In 2006 Madrid´s city hall organized an International Competition to restore two of the buildings of the old Slaughter House of Madrid. Their idea was to transform them into a singular cultural space. This facility was used as a place for killing the animals and store them afterwards with hooks hanging from the ceiling.
Our main idea with our intervention was to recover the old memory of this traditional place in the city of Madrid.
The low budget we had to afford it made us reduce our actions into two unique decisions. The first one was to use a single industrial element, a door, to multiply the functional possibilities of the space. According with their position the main space could be transformed into smaller spaces to celebrate different activities at the same time. The second decision was to recover the brick, (originally covered with plaster), in order to transform the atmosphere of the space.

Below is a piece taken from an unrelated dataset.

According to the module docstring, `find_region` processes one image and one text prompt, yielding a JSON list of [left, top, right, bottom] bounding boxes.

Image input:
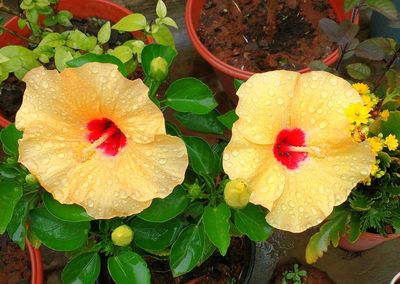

When these two ideas were executed the character of the building was transformed, and the scale and the proportions of its interior were reinforced. A single material and structural feature also reduce the complexity and the cost of the process.
At the core of the concept for the vast space is a system of double-height steel pivoted doors that can be adjusted easily to meet the needs of the user. The battery of doors encloses a central rectangular space, enabling this area to be segregated from the rest of the hall. One possibility is a neutral void that is suitable for avant-garde installation art and projections. When opened, the set of doors connects the central area with the rest of the space, achieving full flexibility.
When the central area is not enclosed, visitors have an excellent view of the old interior of a building whose historical value has been preserved. Existing windows and doors are equipped with the same steel mechanisms, a nod to the larger intervention and a modern adaptation to the slaughterhouse. Steel window shutters can be closed to block the outside environment and to darken the interior for concerts and performances. Displaying a similar character, the main door pivots at its central lateral point, thus becoming a marker that defines a threshold leading to the main space. The chromatic contrast between the converted interior and its monumental brick shell enhances this unobtrusive and elegant backdrop to public events, while allowing it to retain a subtle industrial aesthetic.
The building after the work was finished preserves its value as part of the memory of the city but also incorporates a contemporary architectural intervention that activates the use of a building that used to be dead.